I believe anyone who feels they would benefit from residential treatment should be able to go. But if we absolutely had to ration it, these would be the patients to prioritize. This is why I get angry when the state refuses residential citing patients' rights to the "least restrictive" treatment environment. Some people desperately want to be restricted– as in 4 walls and a roof, with no drugs in sight. The state's real objection is that providing such a service is much more expensive than office visits. And even when a patient does get coverage for residential treatment, its benefits likely won't last after discharge if their other basic needs remain unmet.

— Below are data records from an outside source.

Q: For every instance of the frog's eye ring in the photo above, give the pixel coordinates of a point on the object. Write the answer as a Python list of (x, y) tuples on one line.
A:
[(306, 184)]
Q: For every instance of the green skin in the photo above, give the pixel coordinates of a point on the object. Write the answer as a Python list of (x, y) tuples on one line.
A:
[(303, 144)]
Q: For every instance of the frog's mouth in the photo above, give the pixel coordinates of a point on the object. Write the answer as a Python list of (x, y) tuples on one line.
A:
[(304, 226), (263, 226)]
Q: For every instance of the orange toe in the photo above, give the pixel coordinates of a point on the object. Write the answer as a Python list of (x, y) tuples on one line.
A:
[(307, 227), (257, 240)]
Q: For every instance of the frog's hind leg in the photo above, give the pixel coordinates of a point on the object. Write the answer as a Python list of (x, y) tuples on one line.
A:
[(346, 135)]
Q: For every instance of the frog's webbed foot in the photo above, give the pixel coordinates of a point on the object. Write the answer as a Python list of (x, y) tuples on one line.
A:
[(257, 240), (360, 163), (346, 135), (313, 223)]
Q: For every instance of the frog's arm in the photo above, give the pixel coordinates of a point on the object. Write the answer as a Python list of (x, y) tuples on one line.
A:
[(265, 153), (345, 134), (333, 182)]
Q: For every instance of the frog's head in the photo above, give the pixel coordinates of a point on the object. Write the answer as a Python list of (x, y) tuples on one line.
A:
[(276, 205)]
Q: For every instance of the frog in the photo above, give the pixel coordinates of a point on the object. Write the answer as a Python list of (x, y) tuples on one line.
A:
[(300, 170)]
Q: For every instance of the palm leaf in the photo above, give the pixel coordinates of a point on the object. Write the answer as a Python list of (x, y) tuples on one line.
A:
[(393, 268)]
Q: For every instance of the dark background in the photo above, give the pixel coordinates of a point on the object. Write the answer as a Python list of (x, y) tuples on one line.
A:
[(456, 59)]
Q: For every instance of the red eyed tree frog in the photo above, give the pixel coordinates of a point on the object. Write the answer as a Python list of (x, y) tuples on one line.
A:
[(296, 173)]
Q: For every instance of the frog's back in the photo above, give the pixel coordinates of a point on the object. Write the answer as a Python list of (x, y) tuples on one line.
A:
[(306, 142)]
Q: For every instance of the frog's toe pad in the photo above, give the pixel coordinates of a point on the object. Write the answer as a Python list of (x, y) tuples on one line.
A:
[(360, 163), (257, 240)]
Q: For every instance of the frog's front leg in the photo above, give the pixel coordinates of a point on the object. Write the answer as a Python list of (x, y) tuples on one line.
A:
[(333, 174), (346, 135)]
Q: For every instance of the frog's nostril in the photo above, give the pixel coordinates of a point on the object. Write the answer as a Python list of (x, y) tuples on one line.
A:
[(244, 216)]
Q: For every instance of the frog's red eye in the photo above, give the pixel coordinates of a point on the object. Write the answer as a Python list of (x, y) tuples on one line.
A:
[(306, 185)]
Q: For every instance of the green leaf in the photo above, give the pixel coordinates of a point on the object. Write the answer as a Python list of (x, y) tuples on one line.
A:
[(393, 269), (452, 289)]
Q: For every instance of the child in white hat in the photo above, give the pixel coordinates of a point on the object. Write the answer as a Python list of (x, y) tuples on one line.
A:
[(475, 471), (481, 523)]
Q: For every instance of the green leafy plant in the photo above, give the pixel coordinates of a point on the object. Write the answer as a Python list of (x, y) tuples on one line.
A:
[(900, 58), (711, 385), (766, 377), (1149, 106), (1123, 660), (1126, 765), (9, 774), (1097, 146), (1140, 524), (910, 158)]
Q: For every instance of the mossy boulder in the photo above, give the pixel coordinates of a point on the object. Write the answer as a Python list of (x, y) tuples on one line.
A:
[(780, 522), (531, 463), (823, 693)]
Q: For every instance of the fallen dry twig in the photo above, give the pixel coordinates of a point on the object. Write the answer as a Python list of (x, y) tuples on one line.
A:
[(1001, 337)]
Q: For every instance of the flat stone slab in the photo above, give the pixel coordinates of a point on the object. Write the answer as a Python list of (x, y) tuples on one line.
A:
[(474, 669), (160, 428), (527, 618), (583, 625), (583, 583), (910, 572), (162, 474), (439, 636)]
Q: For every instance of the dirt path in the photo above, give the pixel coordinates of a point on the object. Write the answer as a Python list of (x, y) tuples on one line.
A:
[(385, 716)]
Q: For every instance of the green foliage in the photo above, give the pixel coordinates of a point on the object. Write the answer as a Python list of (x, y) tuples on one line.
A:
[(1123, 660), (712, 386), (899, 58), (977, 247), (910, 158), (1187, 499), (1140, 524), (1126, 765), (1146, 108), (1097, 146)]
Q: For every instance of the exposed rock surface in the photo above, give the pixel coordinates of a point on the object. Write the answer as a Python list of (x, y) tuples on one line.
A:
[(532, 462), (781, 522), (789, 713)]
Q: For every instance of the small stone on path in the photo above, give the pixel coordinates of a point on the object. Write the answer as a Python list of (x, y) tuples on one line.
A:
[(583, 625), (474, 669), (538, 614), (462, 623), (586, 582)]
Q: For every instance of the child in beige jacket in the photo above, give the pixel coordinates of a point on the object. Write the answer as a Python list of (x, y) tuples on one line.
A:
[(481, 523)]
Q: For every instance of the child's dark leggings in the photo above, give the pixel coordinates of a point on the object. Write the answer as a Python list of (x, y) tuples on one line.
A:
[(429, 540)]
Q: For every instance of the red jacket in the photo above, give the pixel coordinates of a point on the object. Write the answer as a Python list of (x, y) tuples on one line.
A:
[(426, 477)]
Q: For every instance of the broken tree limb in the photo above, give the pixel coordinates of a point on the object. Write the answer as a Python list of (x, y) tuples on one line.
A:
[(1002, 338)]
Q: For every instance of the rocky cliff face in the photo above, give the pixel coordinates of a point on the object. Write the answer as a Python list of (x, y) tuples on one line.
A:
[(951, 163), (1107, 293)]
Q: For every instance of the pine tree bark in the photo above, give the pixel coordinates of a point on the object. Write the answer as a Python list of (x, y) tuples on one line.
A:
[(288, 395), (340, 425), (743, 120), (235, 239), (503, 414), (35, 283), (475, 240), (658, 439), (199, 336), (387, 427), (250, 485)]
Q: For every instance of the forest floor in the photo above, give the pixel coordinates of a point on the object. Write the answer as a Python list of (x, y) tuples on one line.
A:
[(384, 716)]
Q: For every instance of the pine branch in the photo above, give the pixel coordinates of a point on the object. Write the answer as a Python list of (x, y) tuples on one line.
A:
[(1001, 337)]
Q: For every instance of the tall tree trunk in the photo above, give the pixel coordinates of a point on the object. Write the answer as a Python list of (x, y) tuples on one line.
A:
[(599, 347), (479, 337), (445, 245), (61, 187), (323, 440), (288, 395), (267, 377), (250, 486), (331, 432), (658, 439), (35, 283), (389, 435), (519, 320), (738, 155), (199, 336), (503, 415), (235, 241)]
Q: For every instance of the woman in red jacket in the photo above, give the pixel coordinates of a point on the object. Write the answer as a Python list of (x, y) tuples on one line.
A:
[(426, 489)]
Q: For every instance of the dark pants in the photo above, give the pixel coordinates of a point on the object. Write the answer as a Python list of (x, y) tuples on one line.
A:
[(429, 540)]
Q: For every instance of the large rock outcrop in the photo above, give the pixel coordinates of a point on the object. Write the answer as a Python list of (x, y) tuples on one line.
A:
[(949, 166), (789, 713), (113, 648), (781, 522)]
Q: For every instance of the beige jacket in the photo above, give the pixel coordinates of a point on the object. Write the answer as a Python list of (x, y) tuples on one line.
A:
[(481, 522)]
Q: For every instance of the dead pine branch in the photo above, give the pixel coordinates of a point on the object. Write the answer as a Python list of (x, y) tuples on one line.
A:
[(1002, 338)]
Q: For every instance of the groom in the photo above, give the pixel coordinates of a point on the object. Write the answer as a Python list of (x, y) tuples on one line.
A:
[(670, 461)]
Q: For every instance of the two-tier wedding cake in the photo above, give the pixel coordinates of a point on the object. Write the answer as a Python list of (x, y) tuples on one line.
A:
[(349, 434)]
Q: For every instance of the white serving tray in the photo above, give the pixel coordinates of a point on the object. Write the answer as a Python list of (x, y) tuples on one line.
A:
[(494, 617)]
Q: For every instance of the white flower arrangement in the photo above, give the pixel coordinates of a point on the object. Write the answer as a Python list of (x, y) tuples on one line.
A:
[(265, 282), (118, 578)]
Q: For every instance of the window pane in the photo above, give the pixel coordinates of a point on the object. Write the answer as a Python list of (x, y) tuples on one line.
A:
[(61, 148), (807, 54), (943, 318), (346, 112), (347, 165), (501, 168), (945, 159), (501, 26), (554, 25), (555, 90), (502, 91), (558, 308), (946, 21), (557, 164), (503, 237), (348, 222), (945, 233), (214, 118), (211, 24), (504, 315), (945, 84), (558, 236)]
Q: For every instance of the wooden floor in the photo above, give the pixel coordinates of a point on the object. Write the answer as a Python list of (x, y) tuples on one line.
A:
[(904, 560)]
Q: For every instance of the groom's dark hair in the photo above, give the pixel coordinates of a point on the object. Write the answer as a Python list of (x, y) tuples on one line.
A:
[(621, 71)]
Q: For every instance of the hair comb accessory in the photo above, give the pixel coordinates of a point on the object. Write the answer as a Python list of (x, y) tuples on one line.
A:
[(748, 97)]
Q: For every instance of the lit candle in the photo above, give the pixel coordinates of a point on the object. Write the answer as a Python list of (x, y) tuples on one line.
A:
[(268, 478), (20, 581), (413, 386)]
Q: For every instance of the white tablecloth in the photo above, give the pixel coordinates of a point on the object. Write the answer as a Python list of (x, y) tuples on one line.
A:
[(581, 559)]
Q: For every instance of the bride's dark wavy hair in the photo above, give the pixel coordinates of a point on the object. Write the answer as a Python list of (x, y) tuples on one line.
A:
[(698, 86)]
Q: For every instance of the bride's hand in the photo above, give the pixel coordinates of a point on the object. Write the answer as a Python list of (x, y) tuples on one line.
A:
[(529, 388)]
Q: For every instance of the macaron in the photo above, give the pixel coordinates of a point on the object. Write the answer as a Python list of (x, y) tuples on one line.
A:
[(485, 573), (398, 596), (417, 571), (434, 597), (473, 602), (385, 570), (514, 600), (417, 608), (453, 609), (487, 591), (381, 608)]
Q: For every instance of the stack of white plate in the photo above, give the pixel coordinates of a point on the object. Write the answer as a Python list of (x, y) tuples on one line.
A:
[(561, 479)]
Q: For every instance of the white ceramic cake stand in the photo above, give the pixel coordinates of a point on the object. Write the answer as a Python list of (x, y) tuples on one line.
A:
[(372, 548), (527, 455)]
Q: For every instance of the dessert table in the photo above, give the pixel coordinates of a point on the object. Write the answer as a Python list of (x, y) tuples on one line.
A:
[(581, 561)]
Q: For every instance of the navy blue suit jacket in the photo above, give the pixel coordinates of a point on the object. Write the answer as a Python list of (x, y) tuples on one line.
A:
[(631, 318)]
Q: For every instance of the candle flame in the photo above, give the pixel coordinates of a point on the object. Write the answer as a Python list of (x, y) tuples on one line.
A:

As for the many people who meet one or more of the above criteria but do not want residential: we don't believe in forced treatment here, no prison-like atmosphere can be therapeutic, so we shouldn't refer them. Where they are ending up, for now, is in mandated outpatient programs like those I have worked in. The nonsensical compromise is that they receive much less treatment than is clinically indicated– to save money– while receiving much more treatment than they actually want– which may be none. Lack of access to residential paired with rampant forced outpatient demonstrates that addiction treatment today ignores people's wishes and also people's needs.